❷音色的対比は、薄味だが、くっきりついている。
❸ふくらみすぎないのはいいが、響きがいかにも粗い。
❹すっきりときこえはするが、いかにも薄味である。
❺音色対比をくっきりつけて、さわやかである。

J・シュトラウス:こうもり
クライバー/バイエルン国立歌劇場管弦楽団
❶接近感を充分に示すが、風呂場の中の響きのようだ。
❷まずまずというべきだろう。定位もいい。
❸響きが乾きすぎるためか、キメが粗くなる。
❹硬く、細く、刺激的になるのがおしまれる。
❺オーケストラ本来の響きの広がりに不足する。

「珠玉のマドリガル集」
キングス・シンガーズ
❶すっきり横に並んでいるとは感じとりにくい。
❷不鮮明にはなっていない。響きのたちも悪くない。
❸残響を強調していない好ましさがある。
❹明瞭ではあるが、響きが、もう少しとけあってもいい。
❺響きののびは、充分で、ある程度のしなやかさがある。

浪漫(ロマン)
タンジェリン・ドリーム
❶広がりは必ずしも充分とはいえない。音色対比もいま一歩だ。
❷もう少ししなやかさがほしい。響きが硬い。
❸浮遊感がもう少しあるといい。めりはりをつけすぎているためか。
❹前後のへだたりは示されず。横にはひろがるが。
❺ピークでは、やはり刺激的な響きになる。

アフター・ザ・レイン
テリエ・リビダル
❶響きに透明感はあるが、広がりがたりない。
❷音像的に横に広がるので、効果的とはいいがたい。
❸響きのふくらみが不充分なため、本来の効果から遠い。
❹きわだってきこえて、エフェクティヴである。
❺うめこまれないで、響きの特徴を示す。

ホテル・カリフォルニア
イーグルス
❶ベースが不足ぎみなで、ギターの音がきわだつ。
❷ひびきの厚みはかならずしもあきらかになっていない。
❸はっきりときわだつ。
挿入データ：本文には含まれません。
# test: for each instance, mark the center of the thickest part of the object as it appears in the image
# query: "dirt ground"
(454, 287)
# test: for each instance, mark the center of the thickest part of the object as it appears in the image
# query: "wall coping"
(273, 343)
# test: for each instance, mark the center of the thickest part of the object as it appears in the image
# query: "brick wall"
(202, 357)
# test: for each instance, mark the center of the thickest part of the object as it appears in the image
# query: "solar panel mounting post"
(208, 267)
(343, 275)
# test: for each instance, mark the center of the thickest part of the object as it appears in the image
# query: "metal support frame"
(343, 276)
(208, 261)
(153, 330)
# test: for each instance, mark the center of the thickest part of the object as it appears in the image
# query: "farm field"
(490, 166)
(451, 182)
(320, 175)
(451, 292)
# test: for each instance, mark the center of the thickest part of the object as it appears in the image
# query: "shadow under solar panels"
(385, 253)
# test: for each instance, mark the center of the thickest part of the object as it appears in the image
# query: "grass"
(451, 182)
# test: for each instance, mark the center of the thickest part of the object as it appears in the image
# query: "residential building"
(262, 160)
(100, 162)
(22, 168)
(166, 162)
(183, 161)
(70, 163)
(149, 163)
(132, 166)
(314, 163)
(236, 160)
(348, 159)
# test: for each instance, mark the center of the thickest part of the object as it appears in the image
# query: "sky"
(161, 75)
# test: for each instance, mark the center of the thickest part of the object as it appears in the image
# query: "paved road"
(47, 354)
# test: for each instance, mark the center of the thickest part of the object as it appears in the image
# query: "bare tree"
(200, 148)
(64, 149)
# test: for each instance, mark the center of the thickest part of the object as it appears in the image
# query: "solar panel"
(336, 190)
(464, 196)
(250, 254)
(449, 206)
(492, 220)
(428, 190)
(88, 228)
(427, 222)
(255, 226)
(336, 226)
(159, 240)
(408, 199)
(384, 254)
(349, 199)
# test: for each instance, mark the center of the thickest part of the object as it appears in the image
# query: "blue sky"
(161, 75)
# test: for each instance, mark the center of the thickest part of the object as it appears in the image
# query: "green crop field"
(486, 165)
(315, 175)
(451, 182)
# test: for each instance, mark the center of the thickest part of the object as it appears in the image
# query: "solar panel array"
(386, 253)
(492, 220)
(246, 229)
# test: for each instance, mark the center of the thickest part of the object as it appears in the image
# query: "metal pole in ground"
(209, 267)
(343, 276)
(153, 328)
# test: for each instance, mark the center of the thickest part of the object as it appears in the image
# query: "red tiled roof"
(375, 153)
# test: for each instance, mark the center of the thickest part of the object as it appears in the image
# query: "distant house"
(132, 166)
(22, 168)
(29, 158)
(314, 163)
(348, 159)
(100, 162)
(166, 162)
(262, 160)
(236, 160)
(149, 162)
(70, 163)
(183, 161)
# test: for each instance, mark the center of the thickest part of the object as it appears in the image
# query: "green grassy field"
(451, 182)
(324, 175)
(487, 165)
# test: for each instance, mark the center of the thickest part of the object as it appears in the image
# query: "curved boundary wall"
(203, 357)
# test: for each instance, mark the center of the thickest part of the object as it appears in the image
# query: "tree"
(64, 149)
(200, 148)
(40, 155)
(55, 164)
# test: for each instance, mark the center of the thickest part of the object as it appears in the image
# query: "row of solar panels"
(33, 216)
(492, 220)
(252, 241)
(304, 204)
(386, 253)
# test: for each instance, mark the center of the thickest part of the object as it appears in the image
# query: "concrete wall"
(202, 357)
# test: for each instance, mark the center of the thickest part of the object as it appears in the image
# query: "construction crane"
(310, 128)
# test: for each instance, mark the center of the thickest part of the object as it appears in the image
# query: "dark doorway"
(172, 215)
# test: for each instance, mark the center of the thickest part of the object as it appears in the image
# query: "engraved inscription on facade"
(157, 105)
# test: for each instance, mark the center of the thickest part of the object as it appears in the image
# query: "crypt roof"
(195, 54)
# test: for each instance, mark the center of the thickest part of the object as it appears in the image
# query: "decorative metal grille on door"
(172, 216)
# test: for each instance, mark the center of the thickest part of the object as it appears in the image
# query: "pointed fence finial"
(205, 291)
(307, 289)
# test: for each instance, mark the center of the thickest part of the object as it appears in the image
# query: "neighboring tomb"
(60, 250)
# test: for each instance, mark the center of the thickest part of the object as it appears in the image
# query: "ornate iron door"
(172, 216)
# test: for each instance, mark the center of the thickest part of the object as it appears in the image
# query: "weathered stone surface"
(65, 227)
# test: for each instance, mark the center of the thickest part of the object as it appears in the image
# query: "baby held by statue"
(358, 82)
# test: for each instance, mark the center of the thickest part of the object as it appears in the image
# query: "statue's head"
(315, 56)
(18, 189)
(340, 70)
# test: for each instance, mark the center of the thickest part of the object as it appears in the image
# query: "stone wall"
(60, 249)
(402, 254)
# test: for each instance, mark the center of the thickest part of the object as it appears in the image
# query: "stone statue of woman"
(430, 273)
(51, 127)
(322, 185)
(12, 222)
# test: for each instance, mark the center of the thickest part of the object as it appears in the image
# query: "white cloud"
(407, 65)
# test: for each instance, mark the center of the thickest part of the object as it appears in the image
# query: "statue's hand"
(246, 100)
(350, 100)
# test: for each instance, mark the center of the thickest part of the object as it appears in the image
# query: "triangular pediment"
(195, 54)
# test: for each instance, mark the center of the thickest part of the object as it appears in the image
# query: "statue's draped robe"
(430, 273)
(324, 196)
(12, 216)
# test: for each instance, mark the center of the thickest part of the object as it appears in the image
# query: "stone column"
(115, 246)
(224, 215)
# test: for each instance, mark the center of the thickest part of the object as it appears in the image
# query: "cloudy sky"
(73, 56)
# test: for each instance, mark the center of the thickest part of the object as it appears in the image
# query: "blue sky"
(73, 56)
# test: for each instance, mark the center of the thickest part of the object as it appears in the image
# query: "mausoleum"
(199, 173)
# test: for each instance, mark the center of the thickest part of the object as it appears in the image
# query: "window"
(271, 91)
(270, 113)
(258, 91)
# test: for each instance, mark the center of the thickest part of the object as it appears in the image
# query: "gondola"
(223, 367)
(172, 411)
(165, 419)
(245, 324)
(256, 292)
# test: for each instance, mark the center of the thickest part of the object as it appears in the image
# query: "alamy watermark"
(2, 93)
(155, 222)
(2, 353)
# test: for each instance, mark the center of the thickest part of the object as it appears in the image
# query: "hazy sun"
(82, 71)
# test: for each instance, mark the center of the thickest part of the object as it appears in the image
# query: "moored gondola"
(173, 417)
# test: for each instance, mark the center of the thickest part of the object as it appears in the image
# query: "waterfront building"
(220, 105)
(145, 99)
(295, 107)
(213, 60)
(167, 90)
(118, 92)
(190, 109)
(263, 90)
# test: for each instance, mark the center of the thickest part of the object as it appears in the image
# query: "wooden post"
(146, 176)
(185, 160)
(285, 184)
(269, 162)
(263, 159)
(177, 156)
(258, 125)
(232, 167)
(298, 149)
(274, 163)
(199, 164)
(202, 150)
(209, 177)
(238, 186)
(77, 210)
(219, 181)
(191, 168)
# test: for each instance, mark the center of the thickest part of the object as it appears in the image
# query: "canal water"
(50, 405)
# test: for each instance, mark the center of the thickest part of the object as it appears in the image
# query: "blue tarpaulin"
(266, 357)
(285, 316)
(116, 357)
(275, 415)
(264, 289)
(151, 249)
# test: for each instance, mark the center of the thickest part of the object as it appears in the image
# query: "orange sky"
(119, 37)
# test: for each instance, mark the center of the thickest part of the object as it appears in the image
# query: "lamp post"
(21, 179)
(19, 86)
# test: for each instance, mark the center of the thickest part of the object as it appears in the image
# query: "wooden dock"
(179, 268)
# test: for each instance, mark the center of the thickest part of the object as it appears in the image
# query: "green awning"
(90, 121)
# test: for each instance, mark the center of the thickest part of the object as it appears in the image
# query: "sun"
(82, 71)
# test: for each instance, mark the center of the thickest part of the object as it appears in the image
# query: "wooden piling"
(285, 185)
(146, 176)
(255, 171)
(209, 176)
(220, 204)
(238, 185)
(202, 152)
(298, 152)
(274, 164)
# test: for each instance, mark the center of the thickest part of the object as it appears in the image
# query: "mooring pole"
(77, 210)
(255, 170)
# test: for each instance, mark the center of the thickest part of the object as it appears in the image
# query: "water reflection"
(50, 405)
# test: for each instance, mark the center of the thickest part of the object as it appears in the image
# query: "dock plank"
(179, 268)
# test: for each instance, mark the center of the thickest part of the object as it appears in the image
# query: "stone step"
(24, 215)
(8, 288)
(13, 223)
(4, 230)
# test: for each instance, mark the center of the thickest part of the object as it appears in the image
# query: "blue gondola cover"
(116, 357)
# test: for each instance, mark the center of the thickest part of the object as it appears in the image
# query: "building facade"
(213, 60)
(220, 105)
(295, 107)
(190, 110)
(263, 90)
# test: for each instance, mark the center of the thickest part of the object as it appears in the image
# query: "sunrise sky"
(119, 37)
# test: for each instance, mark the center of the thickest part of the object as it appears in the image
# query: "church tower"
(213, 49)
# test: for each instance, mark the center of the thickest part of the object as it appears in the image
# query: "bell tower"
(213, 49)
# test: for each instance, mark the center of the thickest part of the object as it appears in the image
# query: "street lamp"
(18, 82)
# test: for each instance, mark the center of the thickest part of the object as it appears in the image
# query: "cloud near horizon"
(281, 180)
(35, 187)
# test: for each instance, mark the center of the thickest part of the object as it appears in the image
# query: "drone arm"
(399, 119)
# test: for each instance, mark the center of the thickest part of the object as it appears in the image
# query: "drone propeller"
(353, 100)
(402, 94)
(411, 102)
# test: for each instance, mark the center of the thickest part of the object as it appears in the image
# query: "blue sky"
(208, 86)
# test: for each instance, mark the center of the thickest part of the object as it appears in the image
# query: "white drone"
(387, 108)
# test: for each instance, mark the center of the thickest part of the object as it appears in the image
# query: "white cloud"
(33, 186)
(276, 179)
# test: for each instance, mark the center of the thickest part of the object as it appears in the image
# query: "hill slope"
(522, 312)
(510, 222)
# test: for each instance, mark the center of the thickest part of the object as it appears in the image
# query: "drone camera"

低い音とのバランスは必ずしもよくない。
❹乾いているというより、薄く、軽すぎる。
❺刺激的なひびきになり、バック・コーラスの効果が稀薄だ。

ダブル・ベース
ニールス・ペデルセン&サム・ジョーンズ
❶入れものの中でひびいているかのようだ。
❷指が弦の上をすべる音はきこえる。一応のなまなましさがある。
❸響きの消え方は、ほとんどききとれない。
❹くっきり示しはするが、力感にとぼしい。
❺あたかも別の楽器ででもあるかのようにきこえる。

タワーリング・トッカータ
ラロ・シフリン
❶ドラムスのアタックの強さが充分に示されない。
❷鋭さと、響きの輝きはあるが、刺激的になる。
❸充分にはりだしてはするが、わざとらしさがついてまわる。
❹後へのひきが充分にとれているとはいえない。
❺あいまいにならないのはいいが、迫力は感じとりにくい。

座鬼太鼓座
❶ひきがもうひとつたりない。比較的手前できこえる。
❷ひびきが脂っぽくなっていないところはいい。
❸一応はきこえはするが、きわめてかすかだ。
❹響きの消え方は、ほとんどききとれない。
❺かすかにきこえはするものの、なまなましさにとぼしい。

「曖昧沼からの脱出ができればと思って」

黒田恭一

ステレオサウンド 45号(1977年12月発行)
特集・「フロアー型中心の最新スピーカーシステム(下)」より

 結局は、主観な作業でしかないのはわかっているが、だからといって恣意的な発言がゆるされるというものではないだろう。せめてどのレコードのどの部分のどのあたりをきいたのかを、はっきりさせようと思った。そのことから考えついた、ごく大雑把なものでしかないが、試聴につかった部分を図表にして、特に注意してきいた部分で、しかもああ、あそこのことかと、それらのレコードをきいたことのある方に、すぐにわかっていただけそうな部分を、それぞれのレコードについて書きだした。
 ききとってメモにしるしたのは、その五つにとどまれなかったが、あまり数をふやして、煩雑になることをおそえ、五つにとどめた。
 当然、そこで言葉は、しごくそっけないものにならざるをえなかった。ひとつのポイントについて30字以内で書かなければならないという制約もあった。しかし、試聴してのメモには、本来、美辞麗句が入りこみようがないものと思う。即物的な言葉でことたりた。そのようにすることで、多少なりとも、あいまいさからのがれられたといえるかもしれない。
 できるかぎり音楽を構成する音に即して、きいて印象をしるそうとしたがゆえの、ひとつの方法だった。むろん充分にその目的を達しえているなどとは思わないが、多少なりとも、あいまいさから遠ざかることができたかもしれない。

レコードA
「カラヤン/ヴェルディ、序曲・前奏曲集」

カラヤン指揮ベルリン・フィルハーモニー
(グラモフォン MG8213-4 録音=1975年9月22日〜30日、10月21日、ベルリン・フィルハーモニー・ホール)より、オペラ「仮面舞踏会」前奏曲 演奏時間=4分32秒。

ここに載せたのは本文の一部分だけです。